COHN: The president has come in and looked at the tax system, and looked at the economy, and looked at the regulatory environment, and said, “Hey can we, can we as a federal government, can we help stimulate economic growth?” Something that the prior administration had tried for eight years and never really got. So the president did come in and say, “I do believe in creating a stronger America. I do believe in creating jobs at home. I do believe in wage growth. And I do believe in making America more competitive.” And so those are things that he has executed on. And you have to give him credit. We continue to have a pretty robust market, a pretty robust economy. There’s a couple things going on in the U.S. that don’t really get the attention they deserve. There’s one report that everyone in Washington, the geek world, sort of hangs on. It’s called the JOLTS report, it’s jobs open, jobs lost. We have 7.3 million job openings in the United States. These are like $50-, $60-, $70,000 jobs with benefits.
DUBNER: So this points to you — you’ve always been pro-immigration generally, anti-wall.
DUBNER: Did you try hard on that fight with the President, or—
COHN: I tried a little bit, but honestly I tried to stay in my lane of the economy. If I had bullets to shoot, I want to shoot them on the economy.

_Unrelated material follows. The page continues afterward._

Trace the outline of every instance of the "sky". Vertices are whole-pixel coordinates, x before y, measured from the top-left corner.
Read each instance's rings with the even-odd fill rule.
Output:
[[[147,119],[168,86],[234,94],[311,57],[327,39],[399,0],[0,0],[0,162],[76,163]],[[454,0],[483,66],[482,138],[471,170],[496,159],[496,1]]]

DUBNER: I mean it’s pretty easy to argue that immigration is a major part of the economy.
COHN: So we have 7.3 million jobs openings in the United States. We have 6.3 million unemployed people. If all those people were capable of working, which they’re not, we still have a million more jobs than people to fill them. So we need a million immigrants today just to balance the equation. So this is pretty simple to me.
And then I think back — think about my grandparents. They’re all immigrants. They were the ones that helped build this country. This country was built by some natives, but we had a huge immigrant population that came in. And were really all the construction in this country. All the homes, all the bricklayers, the electricians, the plumbers, most of them were immigrant labor and were willing to work 60, 70, 80, 90 hours a week. And willing to get dirty and work and most of those people built good businesses and did very well for their families.